Demand for British exports declined at the fastest pace since April, when US President Donald Trump announced his global tariffs, according to a closely watched survey.
S&P Global’s purchasing managers’ index declined to 51 from a one-year high of 53.5 registered in August, according to provisional estimates published Tuesday (Sept 23). The reading remained above the 50 threshold, indicating growth, but was below the 53 expected by economists.
The reading was dragged lower by both services and manufacturing, with the slump in factory output intensifying this month. S&P’s gauge of total new orders from abroad recorded its worst reading in five months and firms reported weaker sales to the US and Europe.
Survey respondents cited “weak order books from both domestic and export markets. There were also some specific mentions of lower manufacturing output across the automotive supply chain as a result of plant stoppages at Jaguar Land Rover,” S&P Global said.
The report highlights the lasting damage of US tariffs, even though UK exports face lower barriers than most countries. It underscores Chancellor of the Exchequer Rachel Reeves’ challenge to fill another hole in the public finances at the Nov 26 budget as growth remains elusive and geopolitical tensions intensify. Firms are also turning less optimistic about their prospects in the year ahead amid mounting speculation of tax rises.
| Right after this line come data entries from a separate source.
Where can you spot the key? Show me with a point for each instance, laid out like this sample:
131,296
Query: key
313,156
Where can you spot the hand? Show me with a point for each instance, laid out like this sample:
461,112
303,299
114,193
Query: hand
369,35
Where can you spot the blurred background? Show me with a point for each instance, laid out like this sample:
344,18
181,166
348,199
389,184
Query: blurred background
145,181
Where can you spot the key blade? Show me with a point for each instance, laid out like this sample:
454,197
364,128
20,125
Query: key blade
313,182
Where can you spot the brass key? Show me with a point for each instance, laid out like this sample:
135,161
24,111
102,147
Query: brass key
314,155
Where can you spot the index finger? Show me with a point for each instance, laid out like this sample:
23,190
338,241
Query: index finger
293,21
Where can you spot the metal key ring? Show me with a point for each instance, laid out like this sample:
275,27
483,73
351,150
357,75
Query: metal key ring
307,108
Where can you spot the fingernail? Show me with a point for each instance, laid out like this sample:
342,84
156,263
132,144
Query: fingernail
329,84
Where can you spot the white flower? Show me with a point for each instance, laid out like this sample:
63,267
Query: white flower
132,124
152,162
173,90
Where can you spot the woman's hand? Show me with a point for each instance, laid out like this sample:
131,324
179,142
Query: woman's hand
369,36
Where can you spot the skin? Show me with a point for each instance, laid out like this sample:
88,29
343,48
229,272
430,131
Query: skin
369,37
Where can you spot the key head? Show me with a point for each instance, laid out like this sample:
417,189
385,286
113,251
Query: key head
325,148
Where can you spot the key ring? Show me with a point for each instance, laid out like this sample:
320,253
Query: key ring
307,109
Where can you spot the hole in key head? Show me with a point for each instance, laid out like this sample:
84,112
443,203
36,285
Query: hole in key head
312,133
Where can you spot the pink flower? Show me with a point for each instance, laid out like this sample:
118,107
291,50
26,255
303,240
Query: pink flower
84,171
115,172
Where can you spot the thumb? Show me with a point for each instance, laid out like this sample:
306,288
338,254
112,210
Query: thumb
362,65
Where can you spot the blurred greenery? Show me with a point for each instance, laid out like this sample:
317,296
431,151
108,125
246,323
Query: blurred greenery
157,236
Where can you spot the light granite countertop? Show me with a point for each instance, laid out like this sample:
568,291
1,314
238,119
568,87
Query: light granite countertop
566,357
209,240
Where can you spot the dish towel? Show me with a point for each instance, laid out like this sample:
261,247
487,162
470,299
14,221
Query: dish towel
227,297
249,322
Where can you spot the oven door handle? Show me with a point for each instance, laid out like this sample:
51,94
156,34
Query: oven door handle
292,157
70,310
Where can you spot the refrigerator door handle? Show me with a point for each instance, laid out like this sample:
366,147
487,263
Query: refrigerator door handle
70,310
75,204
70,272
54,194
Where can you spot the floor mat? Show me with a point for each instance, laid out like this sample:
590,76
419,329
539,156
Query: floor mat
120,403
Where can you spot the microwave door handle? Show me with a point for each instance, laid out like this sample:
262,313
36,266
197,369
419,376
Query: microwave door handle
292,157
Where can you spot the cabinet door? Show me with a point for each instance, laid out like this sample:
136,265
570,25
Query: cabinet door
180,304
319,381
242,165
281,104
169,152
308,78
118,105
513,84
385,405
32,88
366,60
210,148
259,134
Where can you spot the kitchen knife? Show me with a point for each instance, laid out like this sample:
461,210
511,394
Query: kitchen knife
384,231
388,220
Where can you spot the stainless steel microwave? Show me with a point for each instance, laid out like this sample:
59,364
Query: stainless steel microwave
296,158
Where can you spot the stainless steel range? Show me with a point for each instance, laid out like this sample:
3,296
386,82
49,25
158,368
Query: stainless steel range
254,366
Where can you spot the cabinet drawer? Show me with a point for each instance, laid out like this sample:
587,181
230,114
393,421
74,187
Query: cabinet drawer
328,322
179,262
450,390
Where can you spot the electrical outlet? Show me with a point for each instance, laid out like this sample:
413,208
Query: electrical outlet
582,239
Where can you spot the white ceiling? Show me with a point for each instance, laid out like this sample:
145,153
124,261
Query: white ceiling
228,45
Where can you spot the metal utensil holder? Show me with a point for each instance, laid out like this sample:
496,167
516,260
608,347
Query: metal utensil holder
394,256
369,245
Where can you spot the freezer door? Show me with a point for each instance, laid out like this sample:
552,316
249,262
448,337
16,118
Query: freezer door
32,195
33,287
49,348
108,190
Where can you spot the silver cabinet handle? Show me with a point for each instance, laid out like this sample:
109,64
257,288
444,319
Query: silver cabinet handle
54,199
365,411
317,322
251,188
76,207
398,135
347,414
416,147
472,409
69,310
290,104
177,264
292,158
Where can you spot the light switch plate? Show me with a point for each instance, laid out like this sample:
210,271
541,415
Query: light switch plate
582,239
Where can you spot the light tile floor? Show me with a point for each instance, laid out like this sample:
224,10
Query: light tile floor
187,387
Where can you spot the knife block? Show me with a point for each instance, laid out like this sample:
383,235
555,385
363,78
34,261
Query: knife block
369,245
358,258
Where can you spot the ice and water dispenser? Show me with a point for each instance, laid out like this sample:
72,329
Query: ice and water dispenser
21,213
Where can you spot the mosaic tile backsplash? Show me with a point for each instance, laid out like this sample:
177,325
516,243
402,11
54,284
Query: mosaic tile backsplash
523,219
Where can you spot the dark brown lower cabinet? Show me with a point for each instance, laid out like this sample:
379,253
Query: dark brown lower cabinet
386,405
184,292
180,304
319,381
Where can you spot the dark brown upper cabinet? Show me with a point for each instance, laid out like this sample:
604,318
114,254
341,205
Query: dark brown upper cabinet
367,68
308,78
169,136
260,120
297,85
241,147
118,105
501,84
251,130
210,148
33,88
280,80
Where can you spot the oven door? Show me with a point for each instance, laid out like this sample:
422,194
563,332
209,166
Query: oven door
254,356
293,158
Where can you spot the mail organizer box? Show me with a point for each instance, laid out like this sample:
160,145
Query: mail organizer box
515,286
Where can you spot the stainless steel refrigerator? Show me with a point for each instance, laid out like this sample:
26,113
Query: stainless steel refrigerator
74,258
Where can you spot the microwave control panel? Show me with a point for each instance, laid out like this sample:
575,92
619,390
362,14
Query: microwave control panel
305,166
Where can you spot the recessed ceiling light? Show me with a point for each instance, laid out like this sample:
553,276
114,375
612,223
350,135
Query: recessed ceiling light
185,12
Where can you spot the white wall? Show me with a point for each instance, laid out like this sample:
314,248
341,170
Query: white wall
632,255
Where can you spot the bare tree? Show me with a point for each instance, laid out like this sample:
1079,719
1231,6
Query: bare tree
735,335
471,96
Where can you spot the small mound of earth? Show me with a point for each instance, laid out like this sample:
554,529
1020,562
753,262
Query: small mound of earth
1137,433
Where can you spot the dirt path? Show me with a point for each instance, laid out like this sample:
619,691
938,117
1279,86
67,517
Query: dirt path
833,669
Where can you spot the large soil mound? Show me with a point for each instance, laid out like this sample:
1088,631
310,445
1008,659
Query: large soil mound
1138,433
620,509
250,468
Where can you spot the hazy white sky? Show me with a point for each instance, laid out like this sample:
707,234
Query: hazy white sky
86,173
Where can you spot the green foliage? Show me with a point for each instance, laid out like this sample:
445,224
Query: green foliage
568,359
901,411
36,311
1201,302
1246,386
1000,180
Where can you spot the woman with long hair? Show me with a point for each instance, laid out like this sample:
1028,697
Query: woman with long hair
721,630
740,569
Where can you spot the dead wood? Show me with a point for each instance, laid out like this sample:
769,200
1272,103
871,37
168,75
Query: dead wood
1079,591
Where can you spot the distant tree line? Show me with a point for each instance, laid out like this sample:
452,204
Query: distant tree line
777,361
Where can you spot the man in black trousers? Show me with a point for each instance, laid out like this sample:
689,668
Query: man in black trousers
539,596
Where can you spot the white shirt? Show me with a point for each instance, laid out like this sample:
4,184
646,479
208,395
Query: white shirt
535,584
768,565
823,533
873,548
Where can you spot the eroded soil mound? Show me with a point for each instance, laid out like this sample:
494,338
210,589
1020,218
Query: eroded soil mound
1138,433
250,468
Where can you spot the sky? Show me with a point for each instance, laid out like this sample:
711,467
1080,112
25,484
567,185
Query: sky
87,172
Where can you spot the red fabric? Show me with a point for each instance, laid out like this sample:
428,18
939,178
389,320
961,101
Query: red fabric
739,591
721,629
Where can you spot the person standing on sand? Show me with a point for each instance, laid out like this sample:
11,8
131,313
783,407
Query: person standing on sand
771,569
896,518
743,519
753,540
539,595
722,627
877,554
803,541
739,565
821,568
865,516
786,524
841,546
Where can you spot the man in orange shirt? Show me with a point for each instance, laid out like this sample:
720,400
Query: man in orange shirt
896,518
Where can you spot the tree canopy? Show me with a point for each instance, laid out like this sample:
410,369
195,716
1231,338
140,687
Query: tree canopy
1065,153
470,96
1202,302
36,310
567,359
“Alarm bells should be ringing that the economy is faltering, which could help shift the policy debate at the Bank of England back towards a more dovish stance,” said Chris Williamson, chief business economist at S&P Global Market Intelligence.
Firms reported easing pressure from input-price growth, which slowed from the three-month high last month. However, survey respondents cited efforts by suppliers to pass on higher employment costs, as well as rising energy bills and food prices.
Manufacturing output declined at the fastest pace since March, while services activity grew at a slower pace due to weak domestic conditions and heightened geopolitical tensions. Employers continued to scale back jobs to cope with higher costs and lower workloads, with employment declining for the 12th consecutive month.